Sadly all of this next bit is by the by, since it is from the dissenting judgment, but I think it is all correct, and I wish it were an accurate reflection of what the law was, post Re B

The reason for adopting a comparatively low threshold of likelihood is clear: some harm is so catastrophic that even a relatively small degree of likelihood should be sufficient to justify the state in intervening to protect the child before it happens, for example from death or serious injury or sexual abuse. But it is clear that Lord Nichollsdid not contemplate that a relatively small degree of likelihood would be sufficient in all cases.

 

The corollary of “the more serious the harm, the less likely it has to be” is that “the less serious the harm, the more likely it has to be”.

 

 

Of course, another reason for adopting a test of “real possibility”, rather than “more likely than not”, is that it is extremely difficult to predict the future and to do so with the sort of accuracy which would enable a court to say that it was more likely than not that a parent would harm a child in the future.
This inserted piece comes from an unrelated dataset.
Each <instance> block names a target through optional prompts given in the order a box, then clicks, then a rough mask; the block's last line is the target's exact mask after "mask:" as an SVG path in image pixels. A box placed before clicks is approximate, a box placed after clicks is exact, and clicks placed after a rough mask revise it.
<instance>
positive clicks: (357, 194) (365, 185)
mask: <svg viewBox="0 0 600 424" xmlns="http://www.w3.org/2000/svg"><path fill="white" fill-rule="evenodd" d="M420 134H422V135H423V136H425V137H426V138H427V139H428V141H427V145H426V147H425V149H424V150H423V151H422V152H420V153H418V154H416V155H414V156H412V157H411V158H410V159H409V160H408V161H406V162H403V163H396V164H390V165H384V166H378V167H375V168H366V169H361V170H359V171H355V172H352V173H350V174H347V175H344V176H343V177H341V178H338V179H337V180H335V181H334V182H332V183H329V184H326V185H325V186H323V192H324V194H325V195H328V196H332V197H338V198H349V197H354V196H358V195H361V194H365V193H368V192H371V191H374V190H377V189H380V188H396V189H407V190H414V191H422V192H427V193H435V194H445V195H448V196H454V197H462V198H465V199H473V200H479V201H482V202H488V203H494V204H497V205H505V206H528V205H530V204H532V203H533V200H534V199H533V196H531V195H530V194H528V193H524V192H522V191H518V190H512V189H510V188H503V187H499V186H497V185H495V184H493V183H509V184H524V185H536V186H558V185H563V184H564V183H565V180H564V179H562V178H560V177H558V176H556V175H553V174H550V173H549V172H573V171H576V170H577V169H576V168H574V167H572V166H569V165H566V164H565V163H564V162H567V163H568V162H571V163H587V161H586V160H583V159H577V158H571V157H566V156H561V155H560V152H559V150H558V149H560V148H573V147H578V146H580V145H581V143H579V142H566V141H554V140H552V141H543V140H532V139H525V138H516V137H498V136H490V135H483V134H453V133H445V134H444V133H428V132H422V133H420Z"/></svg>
Once again, this is a particular problem with emotional or psychological harm, which may take many years to manifest itself. The Act does not set limits upon when the harm may be likely to occur and clearly the court is entitled to look to the medium and longer term as well as to the child’s immediate future.

 

190 However, the longer term the prospect of harm, the greater the degree of uncertainty about whether it will actually happen. The child’s resilience or resistance, and the many protective influences at work in the community, whether from the wider family, their friends, their neighbourhoods, the health and social services and, perhaps above all, their schools, mean that it may never happen. The degree of likelihood must be such as justify compulsory intervention now, for there is always the possibility of compulsory intervention later, should the “real possibility” solidify

191. The second element in the threshold sheds some light upon these questions. The harm, or the likelihood of harm, must be “attributable to the care given to the child, or likely to be given to him if an order were not made, not being what it would be reasonable to expect a parent to give to him”(s 31(2)(b)). This reinforces the view that it is a deficiency in parental care, rather than in parental character, which must cause the harm. It also means that the court should be able to identify what that deficiency in care might be and how likely it is to happen.

 

For my part, I am unsure why the other Judges did not share those views, they seem to me eminently sensible and fair. In reality, it is merely a sieve to remove the sort of cases that Lord Templeman and Hedley LJ were referring to as being short of the level of parenting that requires State intervention.

I also feel somewhat for Lady Hale, who has given excellent judgments in many of the Supreme Court cases but seems to be being characterised as the dissenter who does not sway the majority.